睡眠薬

睡眠薬に対して罪悪感を持っておられる方も多いのではないかと思います。
「癖になり最後は睡眠薬がないと眠れなくなる」、「飲み過ぎると死んでしまう」との脅迫観念で、眠れないのに我慢していませんか?

睡眠時間は個人差が大きく、数時間の睡眠でも本人が苦痛に感じなければそれで正常で、十分すぎるほど睡眠をとったのに十分に眠れない苦痛となれば治療の対象になります。

不眠の原因は多岐にわたりますが、ストレスなどによる心理的原因がもっとも多く、環境の変化・身体的疾患による疼痛・かゆみによるものや、薬物によるもの、うつ病などの精神医学的ものがあります。
睡眠を妨げる病気ななっていたら、その病気の治療を優先します。

薬の話ですので、原因はさて置き、睡眠薬は医師の指導した通りに服用すれば全く大丈夫です。
恐い薬ではありません。

恐い睡眠薬のイメージは、以前よく使用されていたバルビツール系の睡眠薬でした。
この系統の睡眠薬は呼吸中枢がある延髄を含む脳の全体に作用します。
このために、大量に飲むと、呼吸が止まって死んでしまうこともありました。
現在は特別な場合をのぞいて使われなくなってきています。

現在よく使用される睡眠薬はベンゾジアゼピン系と言ってほとんどの睡眠薬はこの系統か、類似したものです。この系統の特徴は脳の特定のところに働き、呼吸が止まるなどといったことが少なく、比較的安全な薬です。

注意事項として当然ですが「寝る直前」に飲んで下さい。
睡眠薬を飲んで風呂に入って眠ってしまい溺死する可能性があります。


夜中に目が覚めトイレに立ったときに、ふらつきやめまいがすることがあります。
転んでけがをすることもありますので注意して下さい。


自分で飲むのをやめてしまうとその反動で、また不眠症になる事があります。
医師の指導のもとに徐々に量を減らして下さい。
(自分勝手に服用を中止しないで医師に相談して下さい。)


酒と一緒に飲むと飲んだ直後や、夜中に途中で目が覚めたときに、なんらかの行動をしたのを翌朝すっかり忘れていることがあります。
絶対に一緒に飲まないで下さい。
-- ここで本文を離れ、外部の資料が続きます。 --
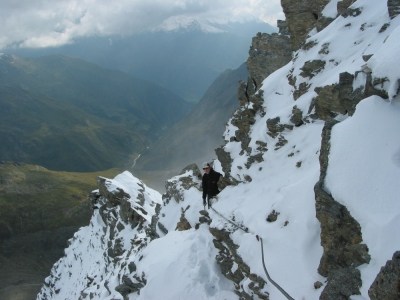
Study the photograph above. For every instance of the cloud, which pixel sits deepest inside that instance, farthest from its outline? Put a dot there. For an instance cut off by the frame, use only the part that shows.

(下記付録参照)

恥かしながらOTC(Over The Counter:街の薬局のカウンター越しに購入でき一般用医薬品)のことはあまり詳しくないアポは、睡眠薬は医師の処方がなければ購入できないとばかり思っていました。
そしたら、街の薬局で買える睡眠薬がありました。

エスエス製薬の「ドリエル」(成分名:塩酸ジフェンヒドラミン)というものです。
塩酸ジフェンヒドラミンはもともと抗ヒスタミン剤でジンマシン・かゆみ・鼻水を止めるといった作用があり市販の風邪薬の中にはよく入っています。
塩酸ジフェンヒドラミンの副作用に催眠作用がありその副作用を主作用として睡眠薬にした商品です。
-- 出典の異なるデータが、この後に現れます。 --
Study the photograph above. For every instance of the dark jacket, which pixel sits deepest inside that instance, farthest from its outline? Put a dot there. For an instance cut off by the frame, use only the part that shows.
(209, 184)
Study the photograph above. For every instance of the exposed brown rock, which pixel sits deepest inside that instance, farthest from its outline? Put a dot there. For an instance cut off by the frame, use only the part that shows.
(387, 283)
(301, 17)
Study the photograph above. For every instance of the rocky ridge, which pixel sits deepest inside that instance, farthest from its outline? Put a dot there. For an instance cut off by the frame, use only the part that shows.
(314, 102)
希望小売価格(税込み)は6錠で1050円、12錠で1995円、一回に2錠(50mg)飲むことになっています。
購入する時は販売薬局の薬剤師さんとよく相談して購入して下さい

詳しくはエスエス製薬「ドリエル」解説サイトを訪問してください

【付録】
もう時効だと思いますが10年以上前に、ハルシオン(超短期作用型睡眠剤)を酔った勢いで飲んだ人がいました。
彼は翌日物凄い筋肉痛に襲われ、動けません。

奥さんの話によると、夜中に家の大掃除をはじめ、たんすの移動やら大変だったそうです。
本人は全く記憶がなく、夫婦中が険悪になったのは当然です。
くれぐれも睡眠薬をお酒で飲まないで下さい。

【付録そのU】真偽不明
入院中の患者さんに睡眠薬が処方されていて、たまたま飲み忘れて眠ってしまったので起こして睡眠薬を飲ませた付添い人がいたとか。(これはよく耳にする話です。)